Mira mi dulce Marisol, aqui te paseo con gran cuidado ¡por las alturas del vecindario amigo! Dijo el pequeño ruiseñor. Y batiendo sus alas con mucho cuidado de no dejar caer a la pequeña Marisol, dio volteretas, aterrizando suavemente en uno de los cercos vecinos.

El gato Agapeo se acercó a darle los buenos días a la pequeña Marisol, con un tierno ronroneo. Miren quién nos viene a visitar esta mañana. Le cuento que nuestro vecindario es el mejor de la ciudad, tenemos los más gentiles amos que hayamos podido desear. Nos preparan los mejores rincones con los más mullidos cojines. Nos llenan los platos de los más exquisitos manjares y acarician nuestro pelaje, dedicando toda su atención y su tiempo, haciéndonos sentir como reyes.

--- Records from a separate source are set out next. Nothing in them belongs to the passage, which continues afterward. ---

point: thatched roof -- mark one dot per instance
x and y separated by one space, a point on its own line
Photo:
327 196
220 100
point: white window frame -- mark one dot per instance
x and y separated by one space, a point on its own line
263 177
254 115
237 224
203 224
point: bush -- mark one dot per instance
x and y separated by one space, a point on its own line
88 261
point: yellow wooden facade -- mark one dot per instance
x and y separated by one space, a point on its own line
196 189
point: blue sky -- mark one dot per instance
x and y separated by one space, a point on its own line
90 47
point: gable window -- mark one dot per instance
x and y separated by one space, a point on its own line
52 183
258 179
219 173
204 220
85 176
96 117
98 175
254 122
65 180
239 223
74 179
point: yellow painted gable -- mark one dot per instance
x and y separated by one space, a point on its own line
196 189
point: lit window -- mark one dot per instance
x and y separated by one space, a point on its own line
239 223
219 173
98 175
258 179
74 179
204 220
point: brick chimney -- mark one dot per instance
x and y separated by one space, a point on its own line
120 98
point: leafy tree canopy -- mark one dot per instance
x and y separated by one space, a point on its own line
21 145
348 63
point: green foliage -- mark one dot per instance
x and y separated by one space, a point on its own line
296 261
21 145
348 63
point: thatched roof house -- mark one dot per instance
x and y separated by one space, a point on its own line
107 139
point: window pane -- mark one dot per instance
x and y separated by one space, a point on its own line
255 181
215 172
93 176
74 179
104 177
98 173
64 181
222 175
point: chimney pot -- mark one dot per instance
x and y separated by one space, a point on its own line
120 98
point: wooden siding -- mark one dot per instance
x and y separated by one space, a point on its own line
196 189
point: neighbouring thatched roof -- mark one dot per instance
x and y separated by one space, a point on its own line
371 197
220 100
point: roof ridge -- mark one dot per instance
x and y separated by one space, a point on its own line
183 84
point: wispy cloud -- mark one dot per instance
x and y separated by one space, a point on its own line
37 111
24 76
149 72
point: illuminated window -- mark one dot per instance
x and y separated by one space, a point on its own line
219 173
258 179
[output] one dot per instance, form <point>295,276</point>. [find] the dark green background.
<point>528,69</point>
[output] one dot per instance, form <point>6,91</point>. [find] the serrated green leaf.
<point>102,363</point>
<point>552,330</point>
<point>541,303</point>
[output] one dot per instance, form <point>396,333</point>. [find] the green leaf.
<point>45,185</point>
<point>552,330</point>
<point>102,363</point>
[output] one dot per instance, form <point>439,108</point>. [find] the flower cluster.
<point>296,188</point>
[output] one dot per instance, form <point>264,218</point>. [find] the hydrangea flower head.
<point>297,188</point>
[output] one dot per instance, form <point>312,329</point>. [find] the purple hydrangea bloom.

Como demostración de aprecio, pequeña Marisol, te enseñaré un escondite que las mascotas del barrio hemos hecho para proteger a la más preciosa cría de venado que haya cruzado el lugar. Lo tenemos en una pequeña cueva detrás de la fuente de agua.

Y así el gato llevó en su lomo a la niña, quien con mucha alegría viajó al lugar escondido en el lomo de este hermoso felino. Era como viajar en una alfombra muy suave y tibia.

Al llegar a al cueva, Marisol comió una semilla mágica de girasol que había guardado, que la hizo crecer otra vez al tamaño normal. Y conversando con los gatos y pajarillos del lugar, le presentaron al más dulce cervatillo que se haya podido imaginar. El cervatillo a su vez, la miró con ojos grandes y tiernos, sintiéndose protegido por Marisol y los animales que lo rodeaban.

La pequeña Marisol consiguió lo necesario para alimentarlo y le dió leche con un biberón. El cervatillo se convirtió en su tesoro escondido. Gozaba en ir cada día a darle de comer y acariciarlo. Hasta que llegó el día en que el joven venado se levantó y en medio del adiós de todos los que lo rodeaban, partió a la carrera y se escondió en el bosque.

Todos lo despidieron con cierta melancolía pero se sintieron orgullosos de haberlo ayudado a sobrevivir y luego verlo partir sano y seguro de sí mismo para ser independiente.

Marisol, en su pequeño mundo, se sentía muy feliz de compartir su vida con los seres de la naturaleza, quienes le demostraban confianza y la aceptaban cada día como su familia. Y así pasó un día más en su vida extraordinaria, que la naturaleza le daba con bondad y en abundancia.